Nvidia GeForce GTX 580
Created as the spiritual successor to the much-maligned GTX 480 (http://www.techradar.com/reviews/pc-mac/pc-components/graphics-cards/nvidia-geforce-gtx-480-679629/review), Nvidia took the problems it had with its first DX11 graphics card and corrected them with the GTX 580.
This means you get a full-fat core boasting 512 CUDA cores and 48 ROPS, not one that has been cut down to achieve better yields. And all running at a healthy 772MHz with a 1,002MHz memory bus for the 1,384MB of GDDR5 memory.
Not everyone needs the power of a GTX 580 – only those with serious screens to power.

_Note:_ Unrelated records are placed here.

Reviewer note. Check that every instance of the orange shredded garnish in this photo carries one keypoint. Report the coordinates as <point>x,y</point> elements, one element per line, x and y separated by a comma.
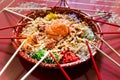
<point>57,30</point>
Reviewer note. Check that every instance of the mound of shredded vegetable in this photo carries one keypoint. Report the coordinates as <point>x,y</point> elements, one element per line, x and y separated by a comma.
<point>63,34</point>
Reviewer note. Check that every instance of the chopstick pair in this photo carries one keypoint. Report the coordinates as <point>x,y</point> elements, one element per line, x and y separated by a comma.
<point>111,59</point>
<point>94,63</point>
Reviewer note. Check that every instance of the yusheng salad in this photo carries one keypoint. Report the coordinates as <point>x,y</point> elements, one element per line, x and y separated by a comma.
<point>63,34</point>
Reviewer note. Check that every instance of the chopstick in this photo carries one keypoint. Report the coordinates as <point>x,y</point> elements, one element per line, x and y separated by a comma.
<point>94,63</point>
<point>10,60</point>
<point>112,60</point>
<point>14,26</point>
<point>8,5</point>
<point>63,71</point>
<point>108,32</point>
<point>6,9</point>
<point>108,45</point>
<point>103,22</point>
<point>12,37</point>
<point>35,66</point>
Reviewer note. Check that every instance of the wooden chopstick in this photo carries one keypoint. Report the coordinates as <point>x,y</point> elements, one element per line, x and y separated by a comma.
<point>63,71</point>
<point>12,37</point>
<point>103,22</point>
<point>35,66</point>
<point>14,26</point>
<point>94,63</point>
<point>108,45</point>
<point>111,59</point>
<point>26,17</point>
<point>108,32</point>
<point>13,56</point>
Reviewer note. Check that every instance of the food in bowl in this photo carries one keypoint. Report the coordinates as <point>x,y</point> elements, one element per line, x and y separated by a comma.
<point>64,34</point>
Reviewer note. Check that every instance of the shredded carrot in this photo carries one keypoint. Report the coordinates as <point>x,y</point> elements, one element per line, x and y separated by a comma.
<point>57,30</point>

This is a market targeted by the twin-GPU Goliaths that are the AMD Radeon HD 6990 and Nvidia's own GeForce GTX 590.
The GTX 580 still has the nod, however, because those cards have had to be throttled back to fit on a single card, while here you know nothing is being constrained. This is still the most sensible option for anyone looking for unfettered speed from a single GPU.

2. AMD Radeon HD 7950

AMD Radeon HD 7950
AMD is really putting the pressure on Nvidia now with its second release of the new AMD HD 7000 graphics card generation, the AMD Radeon HD 7950. We've been pushing the Nvidia GeForce GTX 580 as the go-to gamer's card since it was released, but the HD 7950 has that beat and for a good chunk of cash less than the Nvidia card.
And that's just at stock speeds. When you start overclocking this card the difference in performance increases hugely.The AMD HD 7950 could also be a massive hit for the CrossFire crew too, as for £700 you'll find yourself with an insanely quick graphics setup.
And for £300 less than an equivalent HD 7970 array. The AMD Radeon HD 7950 is one hell of an impressive pixel-pusher, and Nvidia is going to have to work incredibly hard with its Kepler cards to best this excellent card.

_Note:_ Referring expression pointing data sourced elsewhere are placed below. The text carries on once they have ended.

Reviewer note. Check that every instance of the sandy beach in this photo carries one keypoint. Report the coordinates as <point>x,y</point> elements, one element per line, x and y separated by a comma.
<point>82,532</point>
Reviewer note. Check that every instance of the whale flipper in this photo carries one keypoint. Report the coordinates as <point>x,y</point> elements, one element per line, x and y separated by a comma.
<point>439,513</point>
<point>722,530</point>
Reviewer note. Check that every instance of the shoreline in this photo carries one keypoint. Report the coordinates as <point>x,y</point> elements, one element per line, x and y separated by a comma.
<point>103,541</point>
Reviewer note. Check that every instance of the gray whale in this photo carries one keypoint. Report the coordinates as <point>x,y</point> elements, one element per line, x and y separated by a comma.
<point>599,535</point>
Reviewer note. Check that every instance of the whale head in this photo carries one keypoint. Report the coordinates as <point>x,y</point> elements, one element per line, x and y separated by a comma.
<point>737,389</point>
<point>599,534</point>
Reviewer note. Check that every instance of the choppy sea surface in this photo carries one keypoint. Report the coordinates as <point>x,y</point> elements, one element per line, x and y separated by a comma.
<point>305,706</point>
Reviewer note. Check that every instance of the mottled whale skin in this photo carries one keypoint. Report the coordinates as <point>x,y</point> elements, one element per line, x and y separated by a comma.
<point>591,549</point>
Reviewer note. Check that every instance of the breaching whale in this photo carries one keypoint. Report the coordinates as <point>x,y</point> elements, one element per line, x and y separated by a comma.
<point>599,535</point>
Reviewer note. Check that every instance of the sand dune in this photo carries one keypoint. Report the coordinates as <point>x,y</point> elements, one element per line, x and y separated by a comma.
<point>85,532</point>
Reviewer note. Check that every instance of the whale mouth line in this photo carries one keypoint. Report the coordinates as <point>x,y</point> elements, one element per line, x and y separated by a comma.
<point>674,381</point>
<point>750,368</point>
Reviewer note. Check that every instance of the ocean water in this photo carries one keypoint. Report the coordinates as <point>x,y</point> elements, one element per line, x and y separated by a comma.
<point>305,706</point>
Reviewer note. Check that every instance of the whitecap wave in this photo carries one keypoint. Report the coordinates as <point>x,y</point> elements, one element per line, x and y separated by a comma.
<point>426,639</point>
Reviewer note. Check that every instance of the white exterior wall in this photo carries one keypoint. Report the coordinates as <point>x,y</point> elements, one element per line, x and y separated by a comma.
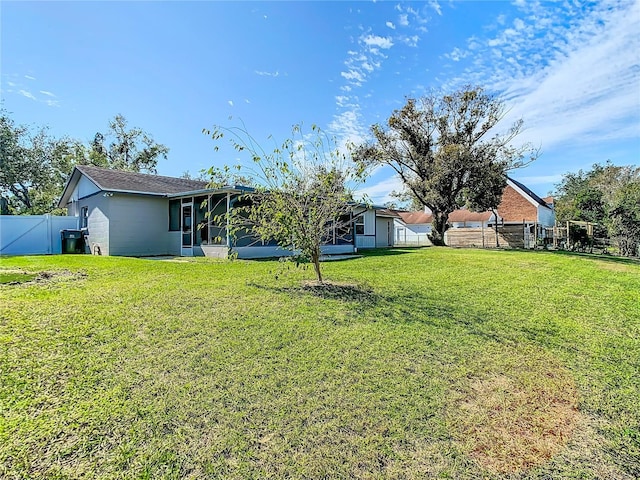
<point>368,240</point>
<point>84,188</point>
<point>469,224</point>
<point>546,216</point>
<point>412,234</point>
<point>274,251</point>
<point>138,225</point>
<point>384,232</point>
<point>97,224</point>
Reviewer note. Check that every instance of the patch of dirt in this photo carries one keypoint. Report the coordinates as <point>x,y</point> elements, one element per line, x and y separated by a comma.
<point>339,291</point>
<point>519,415</point>
<point>46,276</point>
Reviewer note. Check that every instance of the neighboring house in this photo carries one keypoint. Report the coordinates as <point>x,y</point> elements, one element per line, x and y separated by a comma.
<point>134,214</point>
<point>522,216</point>
<point>412,228</point>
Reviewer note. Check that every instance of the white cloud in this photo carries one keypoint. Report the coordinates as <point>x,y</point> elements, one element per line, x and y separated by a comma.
<point>376,41</point>
<point>571,72</point>
<point>540,179</point>
<point>379,193</point>
<point>263,73</point>
<point>411,41</point>
<point>27,94</point>
<point>353,75</point>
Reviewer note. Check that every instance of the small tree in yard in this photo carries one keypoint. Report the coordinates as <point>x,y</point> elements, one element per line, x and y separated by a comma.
<point>447,153</point>
<point>302,191</point>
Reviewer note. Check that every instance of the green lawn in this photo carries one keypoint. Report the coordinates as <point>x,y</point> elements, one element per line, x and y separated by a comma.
<point>433,363</point>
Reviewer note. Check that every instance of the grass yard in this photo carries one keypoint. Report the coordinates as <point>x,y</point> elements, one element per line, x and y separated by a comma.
<point>433,363</point>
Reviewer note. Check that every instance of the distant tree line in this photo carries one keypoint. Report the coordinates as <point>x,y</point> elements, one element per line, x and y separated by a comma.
<point>34,165</point>
<point>608,196</point>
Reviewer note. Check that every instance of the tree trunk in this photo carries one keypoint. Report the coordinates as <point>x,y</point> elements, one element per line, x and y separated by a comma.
<point>438,228</point>
<point>315,259</point>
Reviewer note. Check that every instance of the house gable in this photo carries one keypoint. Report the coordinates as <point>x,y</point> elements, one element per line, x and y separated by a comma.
<point>516,207</point>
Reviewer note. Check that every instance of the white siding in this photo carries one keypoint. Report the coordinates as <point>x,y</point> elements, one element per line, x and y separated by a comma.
<point>546,216</point>
<point>363,241</point>
<point>412,234</point>
<point>33,234</point>
<point>274,251</point>
<point>138,225</point>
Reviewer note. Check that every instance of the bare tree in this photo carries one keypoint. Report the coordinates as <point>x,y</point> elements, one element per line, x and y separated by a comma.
<point>447,153</point>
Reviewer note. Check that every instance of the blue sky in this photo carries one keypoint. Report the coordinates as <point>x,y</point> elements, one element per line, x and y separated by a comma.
<point>570,70</point>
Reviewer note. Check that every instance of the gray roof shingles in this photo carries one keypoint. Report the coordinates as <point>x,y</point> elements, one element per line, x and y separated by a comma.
<point>123,181</point>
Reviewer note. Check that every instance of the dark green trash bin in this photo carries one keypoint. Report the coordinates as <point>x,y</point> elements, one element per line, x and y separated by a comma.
<point>72,241</point>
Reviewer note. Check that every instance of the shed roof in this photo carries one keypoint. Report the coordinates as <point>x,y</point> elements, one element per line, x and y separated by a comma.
<point>464,215</point>
<point>529,192</point>
<point>416,218</point>
<point>133,182</point>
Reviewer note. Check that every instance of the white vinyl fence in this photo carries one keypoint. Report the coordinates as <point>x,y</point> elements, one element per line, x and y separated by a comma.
<point>33,234</point>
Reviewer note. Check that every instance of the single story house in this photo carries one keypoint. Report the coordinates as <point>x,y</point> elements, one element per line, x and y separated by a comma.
<point>412,229</point>
<point>135,214</point>
<point>522,218</point>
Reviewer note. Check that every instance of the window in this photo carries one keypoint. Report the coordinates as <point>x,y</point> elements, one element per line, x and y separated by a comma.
<point>360,225</point>
<point>174,215</point>
<point>84,217</point>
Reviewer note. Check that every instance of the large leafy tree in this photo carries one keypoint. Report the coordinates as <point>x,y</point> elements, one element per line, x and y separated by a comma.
<point>608,195</point>
<point>302,191</point>
<point>33,167</point>
<point>124,148</point>
<point>448,152</point>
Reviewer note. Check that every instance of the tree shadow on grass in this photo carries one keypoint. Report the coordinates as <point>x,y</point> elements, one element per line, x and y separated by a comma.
<point>386,252</point>
<point>567,253</point>
<point>328,290</point>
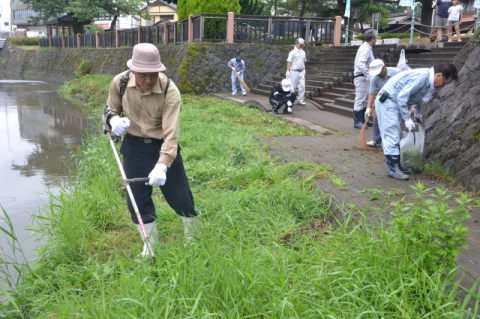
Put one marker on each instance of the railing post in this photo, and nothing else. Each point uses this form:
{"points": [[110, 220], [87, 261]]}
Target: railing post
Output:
{"points": [[337, 31], [139, 34], [269, 29], [190, 28], [97, 39], [202, 27], [307, 32], [230, 26], [117, 38]]}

1. Nvidia GeForce GTX 680 - £410

Nvidia GeForce GTX 680
It may have been a long while coming but the Nvidia GeForce GTX 680 is on the way to balance up the next-generation graphics market.
AMD launched its Radeon HD 7970 in December so it's a bit of gap that Nvidia has to make up with its latest top-end GPU.
The Nvidia GeForce GTX 680 is its latest £400-odd, top-of-the-line card and is now the fastest graphics card in the world. We all kind of knew that would be the case, after all Nvidia has played the waiting game with AMD, letting the competition draw first and release its entire slew of HD 7000 graphics cards.
That meant Nvidia could see how the competition was performing and ensure its engineers finalised the GTX 680 specs and set the clocks to ensure the requisite 10% performance improvement.
As it turns out this Kepler-based Nvidia GeForce GTX 680 is far more than just another big, power-hungry graphics card, relying on pure grunt alone to give it the edge.
This is actually a far more elegant card than people might give it credit for.
It's not the power-crazed GPU behemoths we're used to from Nvidia, but it's still got the performance chops and some neat extra tricks.